La modularita' significa anche che gli impianti saranno costruiti in
apposite fabbriche e "portate" poi sul sito in cui saranno messe in
funzione (oggi la centrale si costruisce quasi tutta intorno al reattore,
sul sito).

Interessante leggere come gli antinuclearisti (tale Edwin Lyman del
puzzoso "Union of Concerned Scientists" si stanno agitando per sostenere
la tesi che il nucleare puo' essere competitivo solo con reattori della
dimensione dei dinosauri, ovviamente per poi ricamarci intorno su quanto
sono pericolosi.

Buon segno, questa agitazione significa che sanno che non i piccoli
reattori non potranno continuare facilmente a fare gli interessi dei loro
finanziatori nell'ostacolare lo sviluppo dell'energia nucleare.
Altrimenti, se fossero cosi' convinti del fallimento, perche' agitarsi?
Tanto saranno soldi di quale finanziatore di *****a che sta rischiando i
suoi capitali su una idea.

Nel frattempo, dal Giappone c'e' solo silenzio: stanno acquistando in
silenzio le ultime partite di uranio a basso costo. Infatti e' da
immaginare che una volta che si avvia il primo reattore giapponese, le
quotazioni dell'uranio schizzerano in alto, come tanto drasticamente sono
crollate, dopo il 2011 a Fukushima Dai-ichi.
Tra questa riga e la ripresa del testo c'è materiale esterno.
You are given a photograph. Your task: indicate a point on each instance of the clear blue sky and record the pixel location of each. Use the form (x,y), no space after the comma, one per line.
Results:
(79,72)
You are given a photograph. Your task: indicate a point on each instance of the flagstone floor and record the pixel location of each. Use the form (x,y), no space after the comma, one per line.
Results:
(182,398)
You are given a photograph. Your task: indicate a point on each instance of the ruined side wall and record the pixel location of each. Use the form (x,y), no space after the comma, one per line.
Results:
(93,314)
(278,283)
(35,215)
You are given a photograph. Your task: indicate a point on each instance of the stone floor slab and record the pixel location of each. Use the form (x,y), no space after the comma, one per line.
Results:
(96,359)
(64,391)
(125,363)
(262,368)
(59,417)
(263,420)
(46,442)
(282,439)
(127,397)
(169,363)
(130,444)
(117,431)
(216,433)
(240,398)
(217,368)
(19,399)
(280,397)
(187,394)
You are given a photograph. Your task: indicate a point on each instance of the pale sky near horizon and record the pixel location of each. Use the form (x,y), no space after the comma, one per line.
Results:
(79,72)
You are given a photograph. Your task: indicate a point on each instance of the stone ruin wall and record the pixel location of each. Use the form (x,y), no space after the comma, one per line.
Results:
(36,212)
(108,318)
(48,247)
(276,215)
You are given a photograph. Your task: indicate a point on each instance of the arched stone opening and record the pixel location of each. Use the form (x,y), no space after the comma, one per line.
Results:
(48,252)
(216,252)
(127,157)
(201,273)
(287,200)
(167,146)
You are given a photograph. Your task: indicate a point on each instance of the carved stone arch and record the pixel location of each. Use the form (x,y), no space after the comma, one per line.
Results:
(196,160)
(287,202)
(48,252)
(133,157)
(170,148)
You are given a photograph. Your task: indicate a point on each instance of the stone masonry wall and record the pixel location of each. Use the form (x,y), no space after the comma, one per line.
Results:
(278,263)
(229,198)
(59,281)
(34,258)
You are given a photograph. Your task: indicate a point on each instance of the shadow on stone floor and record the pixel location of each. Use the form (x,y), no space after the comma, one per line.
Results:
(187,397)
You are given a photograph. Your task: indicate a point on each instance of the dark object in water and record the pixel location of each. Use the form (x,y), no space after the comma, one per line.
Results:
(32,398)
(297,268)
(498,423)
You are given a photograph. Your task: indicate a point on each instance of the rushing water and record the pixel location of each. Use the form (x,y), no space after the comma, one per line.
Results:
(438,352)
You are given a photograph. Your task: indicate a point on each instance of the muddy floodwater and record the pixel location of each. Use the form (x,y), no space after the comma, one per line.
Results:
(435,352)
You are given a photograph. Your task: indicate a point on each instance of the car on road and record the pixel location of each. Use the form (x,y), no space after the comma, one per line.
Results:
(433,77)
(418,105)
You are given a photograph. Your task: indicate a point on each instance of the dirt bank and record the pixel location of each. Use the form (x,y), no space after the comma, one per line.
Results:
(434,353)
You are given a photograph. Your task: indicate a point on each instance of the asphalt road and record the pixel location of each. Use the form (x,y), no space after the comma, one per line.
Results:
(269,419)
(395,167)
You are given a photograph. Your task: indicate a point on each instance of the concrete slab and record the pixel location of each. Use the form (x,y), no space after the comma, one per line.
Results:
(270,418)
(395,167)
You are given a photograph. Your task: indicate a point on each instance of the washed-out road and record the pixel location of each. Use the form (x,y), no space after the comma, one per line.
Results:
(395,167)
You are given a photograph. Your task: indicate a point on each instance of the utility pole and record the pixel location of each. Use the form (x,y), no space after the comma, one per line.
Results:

Per ora il NRA sta rifaccendo parte delle ispezioni finale a Sendai, che
dovrebbero concludersi con l'entrata in criticita' dei reattori. La scusa
? Hanno trovato degli errori di scrittura. Ma siamo scemi ?

Nel piano, steso a Giugno, del Ministero dell'Economia, Commercio ed
Industria (METI), si e' programmato un apporto del 20% da energia nucleare
entro il 2030. Quindi anche nel Giappone si ripete la perniciosa pratica
di sacrificare l'energia nucleare per fare spazio alle rinnovabili. Invece
di tagliare i consumi di energia fossile. Criminale!